We’re excited to share details on Project CAIRaoke, a breakthrough in conversational AI. With this end-to-end system, we’ll be able to have much more personal, contextual conversations than we can with the systems people are familiar with today, said Meta AI.
Alborz Geramifard, a senior research manager at Meta AI, expanded on how the company is taking conversational AI to a different level. “At Meta AI, we’re working on a system that could be personalised, embedded, embodied, and can interact with you in a contextual multimodal fashion. That way your interactions are as frictionless as possible,” he said.
In the future, the assistant may even follow the person in the metaverse. But currently, the focus is on voice-only interactions.
“It can see what you see from your first-person perspective, hear what you hear and, most importantly, understand the context of the situations you are in,” he said.
Despite advancements in natural language understanding, the supercharged assistants have yet to become a reality. The Meta AI team has combined the modules from natural language understanding to the natural language generation in a single model. For building the contextual aspect, Meta is relying on the AI model called BART.
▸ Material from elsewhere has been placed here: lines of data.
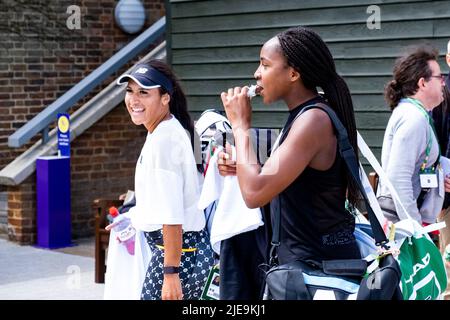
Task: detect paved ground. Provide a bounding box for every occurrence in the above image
[0,238,104,300]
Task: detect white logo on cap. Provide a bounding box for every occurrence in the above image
[136,68,148,73]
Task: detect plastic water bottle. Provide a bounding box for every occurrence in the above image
[444,244,450,263]
[108,207,136,255]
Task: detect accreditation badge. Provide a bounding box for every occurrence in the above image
[201,264,220,300]
[419,168,439,188]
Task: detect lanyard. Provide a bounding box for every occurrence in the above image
[402,98,441,171]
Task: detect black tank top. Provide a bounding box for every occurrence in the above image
[271,97,361,263]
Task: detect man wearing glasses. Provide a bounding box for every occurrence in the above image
[432,41,450,300]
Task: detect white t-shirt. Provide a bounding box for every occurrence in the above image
[129,116,205,232]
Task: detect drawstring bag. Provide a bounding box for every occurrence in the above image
[358,134,447,300]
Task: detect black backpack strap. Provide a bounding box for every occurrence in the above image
[271,103,388,260]
[302,103,388,246]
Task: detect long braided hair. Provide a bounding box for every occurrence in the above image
[277,27,360,205]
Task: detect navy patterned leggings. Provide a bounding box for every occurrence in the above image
[141,230,214,300]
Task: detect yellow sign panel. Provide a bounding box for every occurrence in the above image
[58,116,69,133]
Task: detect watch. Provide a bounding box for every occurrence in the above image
[163,266,180,274]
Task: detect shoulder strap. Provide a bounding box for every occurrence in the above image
[272,103,388,258]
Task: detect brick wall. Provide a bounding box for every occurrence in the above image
[0,0,165,243]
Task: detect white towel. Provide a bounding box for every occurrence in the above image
[103,212,151,300]
[198,147,264,254]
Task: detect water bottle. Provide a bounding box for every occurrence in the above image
[444,244,450,263]
[107,207,136,255]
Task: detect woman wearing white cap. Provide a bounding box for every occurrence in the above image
[117,60,214,300]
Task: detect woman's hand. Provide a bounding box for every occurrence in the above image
[444,175,450,192]
[217,142,236,177]
[161,273,183,300]
[220,87,252,130]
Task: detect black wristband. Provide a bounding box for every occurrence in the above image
[163,267,180,274]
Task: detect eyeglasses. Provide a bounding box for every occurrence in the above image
[430,74,445,82]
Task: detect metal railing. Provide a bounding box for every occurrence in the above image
[8,17,166,148]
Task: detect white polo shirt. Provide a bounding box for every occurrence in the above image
[130,116,205,232]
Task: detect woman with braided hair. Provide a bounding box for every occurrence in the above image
[219,27,361,296]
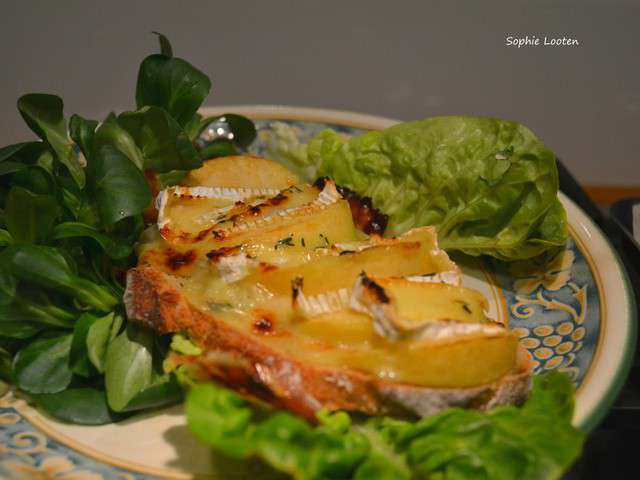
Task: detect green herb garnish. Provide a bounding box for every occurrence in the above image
[0,34,255,424]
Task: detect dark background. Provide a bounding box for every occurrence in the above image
[0,0,640,185]
[0,0,640,479]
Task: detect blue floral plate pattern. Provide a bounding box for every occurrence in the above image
[0,106,636,480]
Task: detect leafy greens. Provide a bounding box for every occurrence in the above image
[186,372,583,480]
[302,116,567,260]
[0,34,255,425]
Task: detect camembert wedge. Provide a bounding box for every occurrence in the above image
[125,157,531,417]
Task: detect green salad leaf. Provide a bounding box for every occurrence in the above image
[118,106,202,173]
[306,117,567,260]
[0,245,118,312]
[0,32,242,425]
[31,387,124,425]
[69,115,98,157]
[13,335,73,393]
[87,145,151,225]
[5,185,59,243]
[18,93,85,187]
[136,48,211,127]
[186,372,584,480]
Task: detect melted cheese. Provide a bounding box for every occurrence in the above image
[140,172,517,387]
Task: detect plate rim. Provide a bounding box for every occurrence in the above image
[5,105,638,478]
[200,104,638,433]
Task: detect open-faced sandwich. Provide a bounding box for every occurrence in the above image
[125,157,531,418]
[0,35,583,480]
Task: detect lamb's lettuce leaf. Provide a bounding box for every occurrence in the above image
[306,117,567,260]
[186,372,583,480]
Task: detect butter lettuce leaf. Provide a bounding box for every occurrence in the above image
[303,117,567,260]
[186,372,584,480]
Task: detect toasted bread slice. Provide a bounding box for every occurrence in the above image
[124,265,531,418]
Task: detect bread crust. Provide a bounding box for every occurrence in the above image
[124,266,532,418]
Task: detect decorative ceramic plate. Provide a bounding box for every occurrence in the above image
[0,106,636,480]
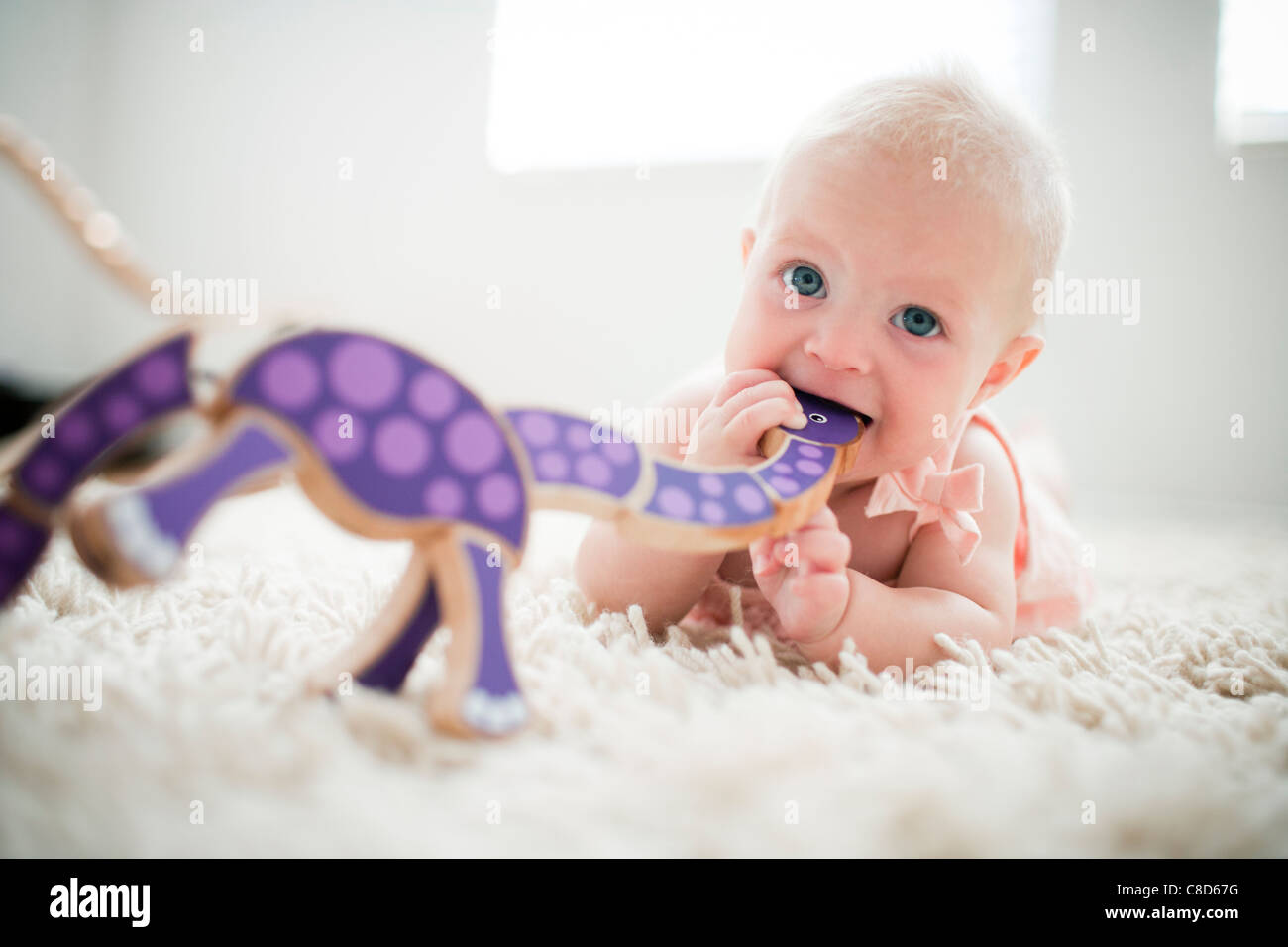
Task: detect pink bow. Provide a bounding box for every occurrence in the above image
[863,419,984,566]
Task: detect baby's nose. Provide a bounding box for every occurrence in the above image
[805,326,872,372]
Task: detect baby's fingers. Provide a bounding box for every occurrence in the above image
[747,536,782,576]
[795,528,850,573]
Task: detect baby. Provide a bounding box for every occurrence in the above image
[576,68,1091,670]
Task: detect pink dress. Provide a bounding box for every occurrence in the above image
[682,407,1095,638]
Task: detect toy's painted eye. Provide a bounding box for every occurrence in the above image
[782,263,827,299]
[890,305,944,339]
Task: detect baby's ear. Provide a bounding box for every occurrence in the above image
[742,227,756,269]
[967,334,1046,410]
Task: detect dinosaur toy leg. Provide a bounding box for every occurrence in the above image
[68,417,295,586]
[0,334,193,605]
[429,540,528,737]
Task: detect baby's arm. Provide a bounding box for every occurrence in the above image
[575,371,804,631]
[752,430,1019,672]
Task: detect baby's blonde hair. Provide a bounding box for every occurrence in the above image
[756,60,1073,326]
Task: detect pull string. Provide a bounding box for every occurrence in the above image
[0,112,312,481]
[0,115,155,310]
[0,112,299,333]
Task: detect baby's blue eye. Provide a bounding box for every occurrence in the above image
[890,305,943,338]
[783,264,827,299]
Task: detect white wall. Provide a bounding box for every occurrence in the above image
[0,0,1288,505]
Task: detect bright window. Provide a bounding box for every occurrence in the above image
[486,0,1053,174]
[1216,0,1288,143]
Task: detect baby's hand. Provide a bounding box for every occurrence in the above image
[684,368,807,467]
[747,506,850,644]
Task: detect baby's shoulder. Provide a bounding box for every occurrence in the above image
[953,424,1020,535]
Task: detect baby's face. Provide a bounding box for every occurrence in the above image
[725,144,1029,483]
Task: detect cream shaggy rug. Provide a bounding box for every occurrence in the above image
[0,488,1288,856]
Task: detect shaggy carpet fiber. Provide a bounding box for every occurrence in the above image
[0,487,1288,857]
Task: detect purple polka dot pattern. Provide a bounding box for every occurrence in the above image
[443,411,505,474]
[16,334,192,506]
[371,416,430,476]
[783,388,862,446]
[310,406,368,464]
[506,410,640,498]
[0,505,49,604]
[407,371,458,421]
[476,474,523,519]
[755,441,836,500]
[327,336,402,411]
[644,463,774,526]
[232,331,528,549]
[259,351,322,411]
[425,476,465,518]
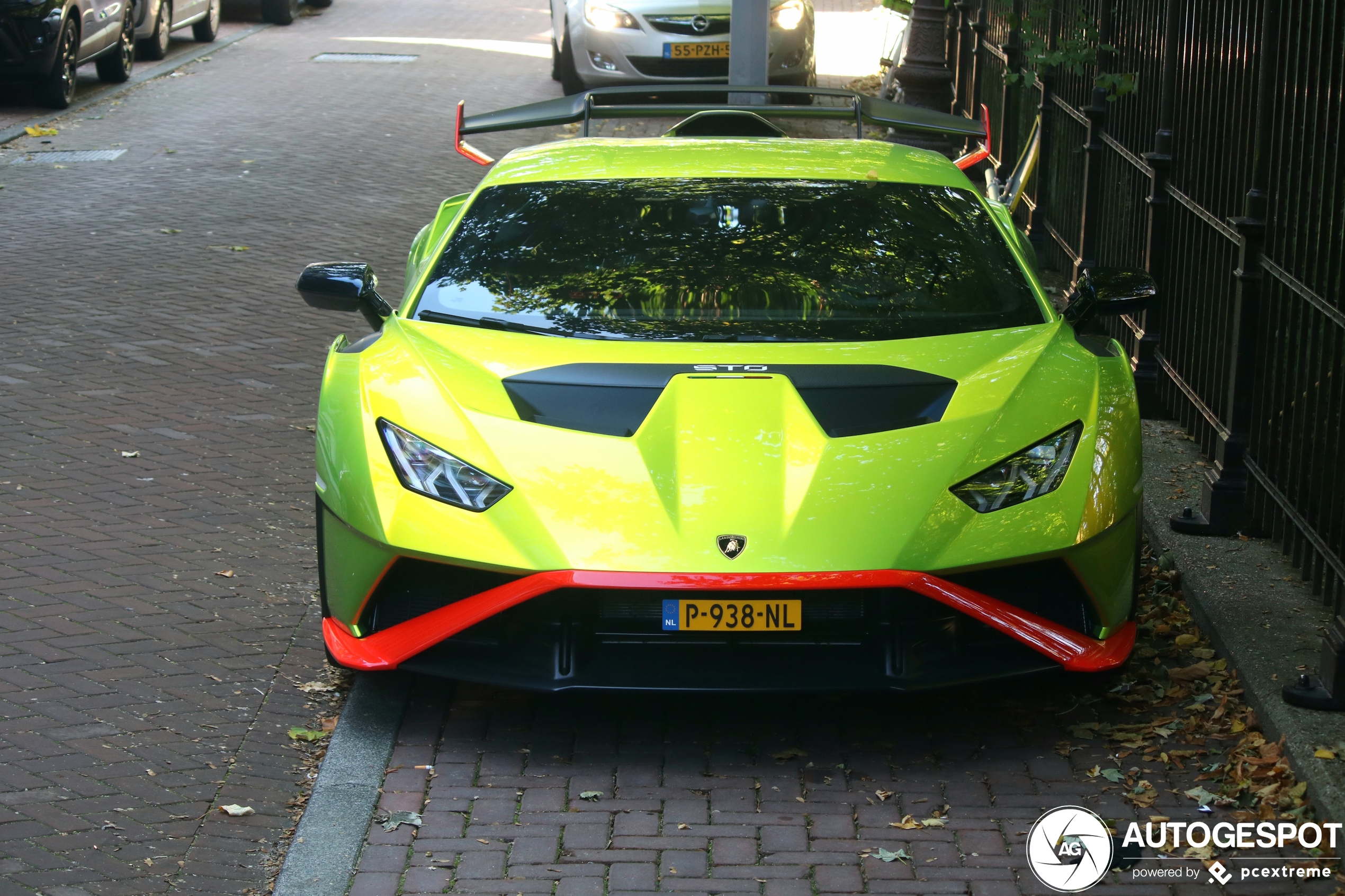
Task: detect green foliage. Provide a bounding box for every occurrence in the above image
[1005,0,1139,102]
Meta is using the model in its video-calling Portal device. “We plan to augment the project CAIRaoke model to handle multilingual and then multimodal input and outputs as we hope its single model architecture allows for a scooter upgrade process,” said Geramifard.
Meta demonstrated the potential of Project CAIRaoke in a cooking video.
Yes, it sounded kind of creepy. Some of the examples in the blog post about Project CAIRaoke include an assistant helping you pick out a shirt that will go with your pants. The assistant will know your favorite color is red.
— Queenie Wong (@QWongSJ) February 23, 2022
Meta has plans to integrate it in augmented and virtual reality devices to enable even more immersive and multimodal interactions.